Papers
Topics
Authors
Recent
Search
2000 character limit reached

Keep it SMPL: Automatic Estimation of 3D Human Pose and Shape from a Single Image

Published 27 Jul 2016 in cs.CV | (1607.08128v1)

Abstract: We describe the first method to automatically estimate the 3D pose of the human body as well as its 3D shape from a single unconstrained image. We estimate a full 3D mesh and show that 2D joints alone carry a surprising amount of information about body shape. The problem is challenging because of the complexity of the human body, articulation, occlusion, clothing, lighting, and the inherent ambiguity in inferring 3D from 2D. To solve this, we first use a recently published CNN-based method, DeepCut, to predict (bottom-up) the 2D body joint locations. We then fit (top-down) a recently published statistical body shape model, called SMPL, to the 2D joints. We do so by minimizing an objective function that penalizes the error between the projected 3D model joints and detected 2D joints.

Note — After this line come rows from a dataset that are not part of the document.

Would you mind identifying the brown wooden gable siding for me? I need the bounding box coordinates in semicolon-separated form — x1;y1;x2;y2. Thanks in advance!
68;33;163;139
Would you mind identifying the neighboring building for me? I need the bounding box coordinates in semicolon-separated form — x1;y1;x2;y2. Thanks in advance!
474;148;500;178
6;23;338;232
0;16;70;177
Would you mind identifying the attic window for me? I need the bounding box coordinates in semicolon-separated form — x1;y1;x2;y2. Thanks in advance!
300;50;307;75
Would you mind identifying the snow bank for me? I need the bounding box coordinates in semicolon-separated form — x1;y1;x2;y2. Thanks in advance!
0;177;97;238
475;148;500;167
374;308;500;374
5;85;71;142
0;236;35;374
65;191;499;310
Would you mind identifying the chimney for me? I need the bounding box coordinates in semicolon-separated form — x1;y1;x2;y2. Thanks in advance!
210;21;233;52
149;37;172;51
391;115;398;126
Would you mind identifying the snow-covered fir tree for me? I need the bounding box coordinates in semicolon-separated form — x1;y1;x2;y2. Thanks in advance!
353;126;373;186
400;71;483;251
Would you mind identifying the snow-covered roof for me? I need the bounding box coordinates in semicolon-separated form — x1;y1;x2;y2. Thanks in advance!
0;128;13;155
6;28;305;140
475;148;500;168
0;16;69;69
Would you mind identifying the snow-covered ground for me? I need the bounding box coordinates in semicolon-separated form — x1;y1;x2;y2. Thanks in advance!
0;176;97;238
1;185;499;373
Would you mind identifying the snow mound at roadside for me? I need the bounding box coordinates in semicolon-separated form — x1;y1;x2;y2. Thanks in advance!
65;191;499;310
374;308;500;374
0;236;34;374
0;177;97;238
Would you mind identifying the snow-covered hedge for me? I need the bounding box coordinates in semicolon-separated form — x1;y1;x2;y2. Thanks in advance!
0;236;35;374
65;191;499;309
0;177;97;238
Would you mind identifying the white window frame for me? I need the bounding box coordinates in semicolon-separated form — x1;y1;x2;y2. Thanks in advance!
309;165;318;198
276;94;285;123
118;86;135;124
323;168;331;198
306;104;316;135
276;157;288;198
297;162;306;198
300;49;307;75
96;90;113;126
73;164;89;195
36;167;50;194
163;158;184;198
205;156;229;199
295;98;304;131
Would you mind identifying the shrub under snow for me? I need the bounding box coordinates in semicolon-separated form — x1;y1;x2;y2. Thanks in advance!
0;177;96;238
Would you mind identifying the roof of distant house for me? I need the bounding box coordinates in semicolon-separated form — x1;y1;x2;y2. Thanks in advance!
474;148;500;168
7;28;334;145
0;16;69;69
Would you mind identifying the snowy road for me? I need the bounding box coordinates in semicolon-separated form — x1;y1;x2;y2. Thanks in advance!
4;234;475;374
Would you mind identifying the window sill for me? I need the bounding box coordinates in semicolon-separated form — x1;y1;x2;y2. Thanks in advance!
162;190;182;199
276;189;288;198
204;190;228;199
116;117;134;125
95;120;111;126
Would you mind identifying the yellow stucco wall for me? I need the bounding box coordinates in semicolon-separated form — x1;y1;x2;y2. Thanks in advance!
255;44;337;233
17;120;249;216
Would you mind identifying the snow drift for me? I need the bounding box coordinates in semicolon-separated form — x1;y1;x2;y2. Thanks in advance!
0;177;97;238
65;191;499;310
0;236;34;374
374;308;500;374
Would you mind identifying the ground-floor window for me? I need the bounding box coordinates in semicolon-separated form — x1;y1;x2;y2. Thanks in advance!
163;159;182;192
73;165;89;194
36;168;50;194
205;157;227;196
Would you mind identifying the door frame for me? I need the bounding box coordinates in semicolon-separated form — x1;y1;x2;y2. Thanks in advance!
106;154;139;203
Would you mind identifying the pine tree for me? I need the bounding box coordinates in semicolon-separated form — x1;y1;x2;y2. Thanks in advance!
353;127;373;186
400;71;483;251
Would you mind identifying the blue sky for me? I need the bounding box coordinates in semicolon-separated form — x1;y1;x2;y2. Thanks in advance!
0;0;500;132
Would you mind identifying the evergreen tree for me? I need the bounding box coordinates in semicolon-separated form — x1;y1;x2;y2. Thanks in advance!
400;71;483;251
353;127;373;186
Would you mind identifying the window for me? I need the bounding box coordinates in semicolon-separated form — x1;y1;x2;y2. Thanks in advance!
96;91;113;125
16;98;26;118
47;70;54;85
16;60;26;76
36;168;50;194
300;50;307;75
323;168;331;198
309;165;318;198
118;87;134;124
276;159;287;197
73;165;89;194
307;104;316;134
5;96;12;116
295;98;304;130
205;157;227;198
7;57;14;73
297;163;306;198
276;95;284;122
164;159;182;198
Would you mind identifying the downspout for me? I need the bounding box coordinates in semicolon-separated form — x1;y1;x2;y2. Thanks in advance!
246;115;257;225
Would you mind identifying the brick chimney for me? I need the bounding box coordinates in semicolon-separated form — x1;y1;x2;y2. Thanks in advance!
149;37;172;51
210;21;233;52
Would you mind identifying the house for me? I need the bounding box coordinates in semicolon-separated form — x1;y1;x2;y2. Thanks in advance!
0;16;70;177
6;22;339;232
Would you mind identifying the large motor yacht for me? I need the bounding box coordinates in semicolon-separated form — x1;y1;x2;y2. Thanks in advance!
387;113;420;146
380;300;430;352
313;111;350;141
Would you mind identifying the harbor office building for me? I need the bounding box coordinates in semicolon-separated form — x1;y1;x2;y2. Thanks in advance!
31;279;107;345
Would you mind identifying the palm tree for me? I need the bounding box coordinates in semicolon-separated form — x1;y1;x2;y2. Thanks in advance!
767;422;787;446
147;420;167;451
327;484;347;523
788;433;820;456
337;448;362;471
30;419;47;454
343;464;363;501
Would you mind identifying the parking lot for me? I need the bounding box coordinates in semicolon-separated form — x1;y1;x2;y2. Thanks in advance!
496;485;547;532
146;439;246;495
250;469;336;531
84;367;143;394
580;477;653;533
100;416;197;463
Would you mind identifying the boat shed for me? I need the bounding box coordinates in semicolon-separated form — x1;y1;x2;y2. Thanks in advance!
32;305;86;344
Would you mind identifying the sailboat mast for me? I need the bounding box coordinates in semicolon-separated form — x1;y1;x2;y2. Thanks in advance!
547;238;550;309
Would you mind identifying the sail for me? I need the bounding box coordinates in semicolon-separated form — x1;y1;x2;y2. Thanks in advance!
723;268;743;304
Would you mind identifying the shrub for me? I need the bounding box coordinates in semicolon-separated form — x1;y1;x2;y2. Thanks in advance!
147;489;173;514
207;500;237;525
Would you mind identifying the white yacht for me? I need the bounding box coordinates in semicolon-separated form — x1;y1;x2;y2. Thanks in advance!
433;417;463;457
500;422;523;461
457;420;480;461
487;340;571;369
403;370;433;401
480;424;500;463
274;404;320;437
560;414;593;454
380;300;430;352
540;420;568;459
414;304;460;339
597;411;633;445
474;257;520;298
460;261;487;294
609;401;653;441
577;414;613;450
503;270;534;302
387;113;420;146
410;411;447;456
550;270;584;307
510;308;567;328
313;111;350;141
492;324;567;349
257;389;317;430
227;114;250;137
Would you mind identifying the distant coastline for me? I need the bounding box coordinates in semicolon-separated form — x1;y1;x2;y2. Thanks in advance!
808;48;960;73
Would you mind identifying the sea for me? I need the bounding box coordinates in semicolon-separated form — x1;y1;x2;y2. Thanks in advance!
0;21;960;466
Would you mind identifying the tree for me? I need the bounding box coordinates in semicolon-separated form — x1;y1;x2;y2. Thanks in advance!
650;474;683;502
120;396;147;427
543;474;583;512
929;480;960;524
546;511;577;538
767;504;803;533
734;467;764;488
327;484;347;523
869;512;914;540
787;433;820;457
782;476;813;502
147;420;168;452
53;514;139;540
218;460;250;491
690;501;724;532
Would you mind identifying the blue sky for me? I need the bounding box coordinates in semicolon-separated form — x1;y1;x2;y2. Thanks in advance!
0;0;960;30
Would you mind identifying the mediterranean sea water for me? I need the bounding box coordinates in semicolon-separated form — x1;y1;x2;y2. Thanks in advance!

Because SMPL captures correlations in human shape across the population, we are able to robustly fit it to very little data. We further leverage the 3D model to prevent solutions that cause interpenetration. We evaluate our method, SMPLify, on the Leeds Sports, HumanEva, and Human3.6M datasets, showing superior pose accuracy with respect to the state of the art.

Citations (1,504)

Summary

  • The paper introduces SMPLify, a method that simultaneously estimates 3D human pose and shape from a single image using deep learning and a statistical body model.
  • It integrates CNN-predicted 2D joints with the SMPL model, minimizing projection errors to generate coherent, animation-ready 3D meshes.
  • Evaluation on benchmarks demonstrates superior accuracy and robustness, effectively handling occlusion and depth ambiguity.

Automatic Estimation of 3D Human Pose and Shape from a Single Image

The paper "Keep it SMPL: Automatic Estimation of 3D Human Pose and Shape from a Single Image" introduces SMPLify, a novel approach to estimate 3D human pose and shape from a single image. This approach leverages the SMPL body model and a CNN-based method to predict 2D joint locations, ensuring both accuracy and practicality in diverse conditions.

Methodology

The SMPLify method employs two main components: DeepCut and the SMPL model. DeepCut is utilized to predict 2D joint locations in an image, while the SMPL model, which captures statistical variations in 3D human shape, is fitted to these 2D joints. This process efficiently reconciles 2D observations with a generative 3D model, significantly addressing the challenges associated with depth ambiguity and occlusion.

System Overview

The system operates within a classical paradigm of bottom-up estimation followed by top-down verification. It uses the predicted 2D joints as inputs to fit a 3D mesh by minimizing the discrepancy between projected 3D model joints and detected 2D joints. This fitting process includes optimizing an objective function augmented with several error terms and priors. Figure 1

Figure 1: Evaluation on synthetic data.

Pose and Shape Estimation

SMPLify’s novelty lies in its simultaneous estimation of pose and shape, contrasting with many methods which focus only on 3D pose. Through careful design of the objective function and the integration of a gender-neutral version of the SMPL model, SMPLify can operate autonomously, adapting to data with minimal prior assumptions.

Avoiding Interpenetration

The method introduces a differentiable interpenetration penalty term. The human body is represented using "capsules," simplifying the detection of interpenetration between limbs, which is common in estimated poses. This ensures that inferred poses are physically plausible and rectifies errors inherent to 2D-to-3D reconstructions.

Evaluation and Results

Quantitative evaluation on benchmarks like HumanEva-I and Human3.6M demonstrates that SMPLify achieves superior accuracy in pose estimation compared to state-of-the-art methods. Qualitative assessments on challenging datasets such as LSP confirm its robustness in real-world scenarios.

Comparative Analysis

SMPLify is compared against methods that predict 3D joint positions from 2D joints, consistently outperforming these methods in terms of mean and median joint position errors, showcasing the efficacy of a strong body model and a comprehensive fitting procedure.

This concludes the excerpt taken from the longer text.